Australian workers rally against labor laws
By James Grubel
CANBERRA (Reuters) – Tens of thousands of workers attended
mass rallies across Australia on Wednesday to protest against
new labor laws, which are shaping up as the key political
battleground for next year’s national elections.
Shouting anti-government slogans and carrying banners
calling for the new laws to be scrapped, more than 100,000
workers took to the streets and blocked traffic in the main
cities of Sydney and Melbourne, with smaller rallies in other
centers.
The government passed the new laws late last year, saying
they would improve productivity and weaken union influence in
the workplace by encouraging workers to sign individual work
contracts and abandon union-based award conditions.

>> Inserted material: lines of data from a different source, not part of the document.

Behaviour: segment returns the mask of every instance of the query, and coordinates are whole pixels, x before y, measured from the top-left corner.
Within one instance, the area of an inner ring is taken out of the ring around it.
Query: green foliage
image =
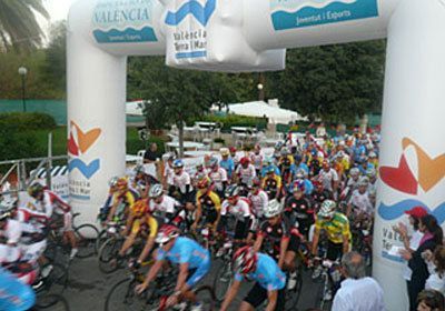
[[[0,128],[10,128],[17,131],[55,129],[56,120],[49,114],[40,112],[7,112],[0,113]]]
[[[269,73],[269,96],[309,118],[353,123],[382,104],[385,41],[289,50],[287,69]]]
[[[0,0],[0,51],[31,51],[40,47],[43,31],[34,12],[50,19],[41,0]]]

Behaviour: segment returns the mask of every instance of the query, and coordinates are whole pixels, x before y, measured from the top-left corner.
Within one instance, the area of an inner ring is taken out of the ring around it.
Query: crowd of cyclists
[[[220,309],[229,308],[247,279],[255,285],[240,310],[264,303],[266,310],[285,310],[285,292],[297,285],[298,264],[312,267],[317,278],[320,258],[334,262],[354,248],[355,229],[372,232],[378,142],[378,133],[357,131],[323,143],[307,133],[295,144],[278,142],[270,154],[260,146],[222,148],[189,171],[182,159],[169,154],[160,181],[138,165],[134,175],[110,180],[100,210],[103,228],[122,228],[118,234],[123,243],[110,264],[128,260],[142,238],[130,264],[138,269],[151,258],[154,263],[135,291],[146,291],[170,262],[179,273],[167,305],[188,300],[191,310],[202,310],[192,289],[229,241],[235,274]],[[1,310],[33,304],[31,287],[52,269],[44,251],[55,219],[71,247],[70,258],[78,252],[69,204],[38,182],[28,193],[28,204],[12,199],[0,210],[0,285],[9,284],[8,298],[0,291]],[[333,285],[324,299],[330,300],[334,291]]]
[[[146,237],[131,264],[139,268],[150,255],[155,264],[136,291],[144,292],[169,261],[179,264],[179,274],[168,303],[181,298],[194,302],[191,310],[202,310],[191,289],[209,272],[218,241],[230,240],[236,273],[221,310],[245,278],[256,283],[240,310],[265,301],[266,310],[285,310],[285,291],[296,287],[301,264],[297,258],[314,267],[317,278],[320,258],[334,262],[352,250],[354,228],[372,232],[378,142],[377,133],[356,132],[322,144],[307,133],[303,143],[278,142],[270,154],[260,146],[243,152],[222,148],[190,170],[169,154],[161,181],[137,167],[134,178],[110,181],[100,213],[103,227],[125,227],[111,264],[122,262],[138,237]],[[333,291],[324,299],[330,300]]]

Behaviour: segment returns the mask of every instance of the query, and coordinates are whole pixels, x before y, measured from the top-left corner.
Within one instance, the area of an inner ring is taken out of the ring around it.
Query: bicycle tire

But the union movement and opposition Labor Party say the
new laws cut wages and work conditions, make it easier for
employers to sack workers, and decrease job security.
The new laws have re-energized Australia’s union movement,
lifting the union-based Labor party in the polls after a decade
in power by Prime Minister John Howard’s conservative
government.
“This is a battle for ordinary Australian life. This is a
battle for Australian families,” Labor leader Kim Beazley told
the biggest rally of more than 80,000 workers in the southern
city of Melbourne.
The government said the turnout would have disappointed the
unions, as millions of Australians went to work as normal.

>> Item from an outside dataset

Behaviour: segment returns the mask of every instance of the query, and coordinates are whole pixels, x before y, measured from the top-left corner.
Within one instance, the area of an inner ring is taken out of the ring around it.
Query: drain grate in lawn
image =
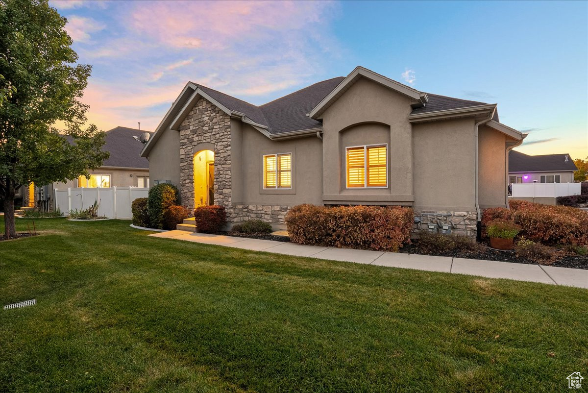
[[[33,306],[36,304],[36,299],[33,299],[32,300],[25,300],[24,302],[19,302],[18,303],[14,303],[14,304],[7,304],[4,306],[4,309],[8,310],[11,308],[22,308],[23,307],[26,307],[26,306]]]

“The majority of the 10 million workers in Australia will
go to work today and will get on with their jobs because they
know there are more jobs and higher wages as a result of the
reforms over the last decade,” said Workplace Minister Kevin
Andrews.
Beazley has promised to scrap the new laws if his party
wins power at the next elections, due in the second half of
2007.
Labor has been ahead of the government in the polls for
four of the past six months, although Howard reclaimed a narrow
51 to 49 point lead in mid-June after announcing widespread tax
cuts.
But a Newspoll in mid-June found Beazley’s Labor more
popular on social issues, and ahead 48 percent to 29 percent on
the question of who could best handle workplace laws.
A poll in the Age newspaper on Wednesday said some of
Australia’s biggest companies have so far shunned the new laws,
preferring to promote company-wide employment agreements.